A resolução determina a abertura de um processo constituinte que “termine com a redação e aprovação da constituição da República”. Dá prazo de 15 dias para a formação de um “conselho assessor do processo constituinte” e para convocar eleições constituintes, uma vez culminadas todas as fases do processo.

Traduzindo: não houve a chamada DUI (Declaração Unilateral de Independência), mas houve, sim, a abertura do processo para chegar a ela.

O suficiente, de todo modo, para que o governo central tente aplicar o Artigo 155 e, com base nele, destituir o chefe do governo catalão, Carles Puigdemont, e seus “conselheiros” (ministros), limitar as funções do Parlamento regional e intervir nas forças policiais catalãs (os Mossos d’Esquadra), entre outras ações.

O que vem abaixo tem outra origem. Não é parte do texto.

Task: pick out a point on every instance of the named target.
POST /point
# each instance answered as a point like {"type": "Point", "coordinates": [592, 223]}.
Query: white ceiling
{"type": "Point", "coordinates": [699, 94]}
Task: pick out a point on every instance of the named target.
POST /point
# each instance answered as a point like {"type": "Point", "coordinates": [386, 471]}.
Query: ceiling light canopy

Conseguirá? Aí é que entra a perspectiva de uma guerrilha, na forma de resistência passiva, da parte (numerosa) da sociedade catalã favorável à independência.

Essa fatia social está em estado permanente de mobilização —até aqui não-violenta— e não parece haver a menor hipótese de que aceite passivamente a destituição de Puigdemont e os demais atos possíveis de acordo com o 155.

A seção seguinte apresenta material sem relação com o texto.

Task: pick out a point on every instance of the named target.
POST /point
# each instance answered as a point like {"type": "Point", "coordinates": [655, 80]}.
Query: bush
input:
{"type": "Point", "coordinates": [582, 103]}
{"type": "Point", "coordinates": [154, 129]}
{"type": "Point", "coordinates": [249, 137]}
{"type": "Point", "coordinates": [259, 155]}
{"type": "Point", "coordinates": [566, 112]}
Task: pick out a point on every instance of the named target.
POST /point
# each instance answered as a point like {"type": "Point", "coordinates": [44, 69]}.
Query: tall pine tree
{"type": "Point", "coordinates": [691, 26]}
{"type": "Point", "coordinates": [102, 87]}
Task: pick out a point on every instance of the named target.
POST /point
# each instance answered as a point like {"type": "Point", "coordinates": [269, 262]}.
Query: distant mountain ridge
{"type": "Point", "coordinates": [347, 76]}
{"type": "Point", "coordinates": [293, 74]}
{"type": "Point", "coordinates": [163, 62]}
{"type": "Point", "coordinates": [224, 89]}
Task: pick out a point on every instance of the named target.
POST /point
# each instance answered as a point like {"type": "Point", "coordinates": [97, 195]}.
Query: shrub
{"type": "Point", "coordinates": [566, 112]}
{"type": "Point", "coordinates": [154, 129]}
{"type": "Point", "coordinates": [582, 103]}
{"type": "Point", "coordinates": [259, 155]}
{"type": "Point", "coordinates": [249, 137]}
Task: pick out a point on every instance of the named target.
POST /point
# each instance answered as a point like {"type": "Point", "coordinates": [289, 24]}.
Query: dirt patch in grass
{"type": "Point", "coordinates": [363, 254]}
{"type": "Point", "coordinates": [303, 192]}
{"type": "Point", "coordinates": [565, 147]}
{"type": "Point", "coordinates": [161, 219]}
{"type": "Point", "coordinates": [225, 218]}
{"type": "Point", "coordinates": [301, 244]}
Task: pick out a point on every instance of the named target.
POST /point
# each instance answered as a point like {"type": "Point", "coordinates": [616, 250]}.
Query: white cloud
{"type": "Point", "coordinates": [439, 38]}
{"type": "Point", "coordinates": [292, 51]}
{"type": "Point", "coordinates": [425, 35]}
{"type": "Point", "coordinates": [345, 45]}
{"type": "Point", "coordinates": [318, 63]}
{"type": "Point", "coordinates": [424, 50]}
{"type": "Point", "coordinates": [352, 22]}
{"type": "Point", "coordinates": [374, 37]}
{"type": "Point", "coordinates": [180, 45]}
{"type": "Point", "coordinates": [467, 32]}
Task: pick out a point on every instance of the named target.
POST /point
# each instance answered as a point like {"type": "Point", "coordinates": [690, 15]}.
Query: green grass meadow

Madri terá que usar a força para conseguir restabelecer a legalidade violada pelo governo catalão, o que é sempre uma opção de alto risco. Basta lembrar a má imagem deixada pela repressão ao plebiscito (ilegal) de 1º de outubro.

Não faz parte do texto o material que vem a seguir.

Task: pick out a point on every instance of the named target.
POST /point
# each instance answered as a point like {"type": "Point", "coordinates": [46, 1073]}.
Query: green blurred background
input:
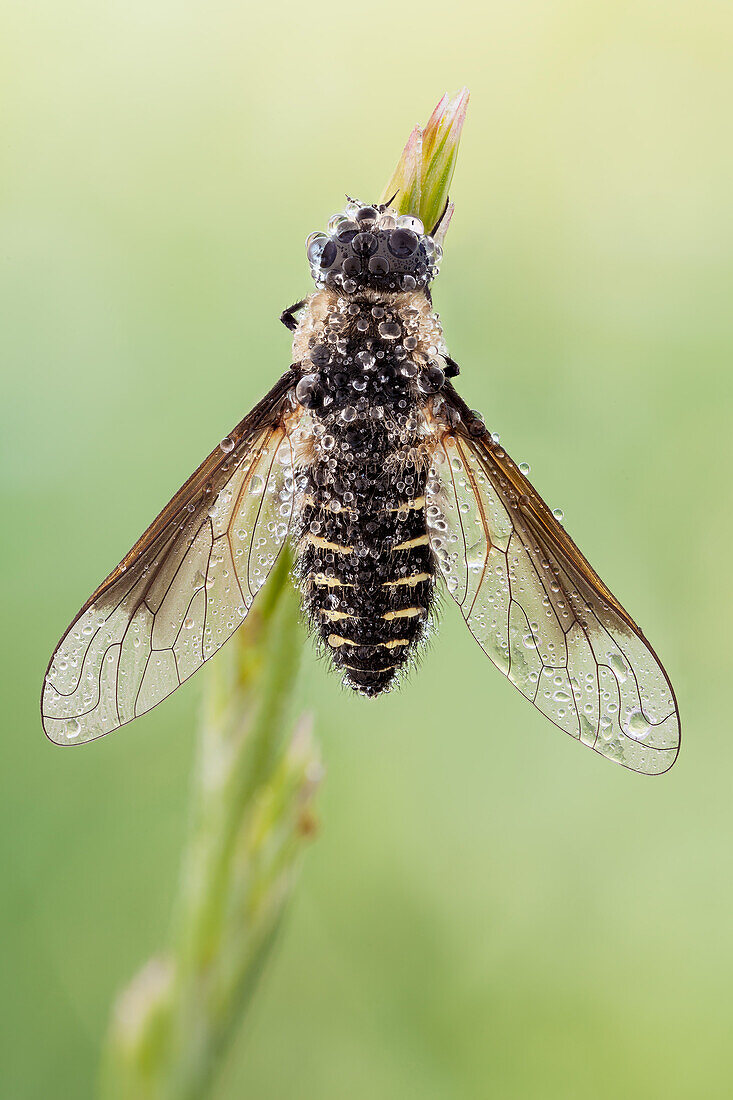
{"type": "Point", "coordinates": [490, 909]}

É importante lembrar sempre que a Catalunha está rachada praticamente ao meio, do que dá mostra a distribuição de cadeiras no Parlamento regional: 39 são de Junts pel Sí (coligação de conservadores e da Esquerda Republicana de Catalunya, de esquerda como diz o nome), que tem 32, e da ultra-esquerdista CUP (Candidatura de Unidade Popular), com 7.

Os três partidos contra a independência (Cidadãos, socialistas e os conservadores do Partido Popular) têm, somados, apenas dois a menos (37, portanto).

O que define a maioria é a posição do grupo Catalunya Sí que es Pot (Catalunha sim que é possível), nascido da sociedade civil, que tem 9 cadeiras e apresentou, nesta sexta-feira (27) a posição mais sensata: a deputada Marta Ribas afirmou que “nem a DUI nem o 155 nos protegerão”. Prega a “ponte pelo diálogo”, que o partido defende faz tempo, e acrescenta:

“O que é necessário agora é uma frente de amplas maiorias sociais e políticas para encarar as consequência do 155 e defender as instituições catalãs”. Conclui: “Com a DUI o que se faz é impedir essa maioria”.

Pena que a radicalização na Catalunha fortaleça posições de grupos que “não conseguem distinguir o heroísmo do ridículo”, como escreve para El País o notável jornalista catalão Xavier Vidal-Folch.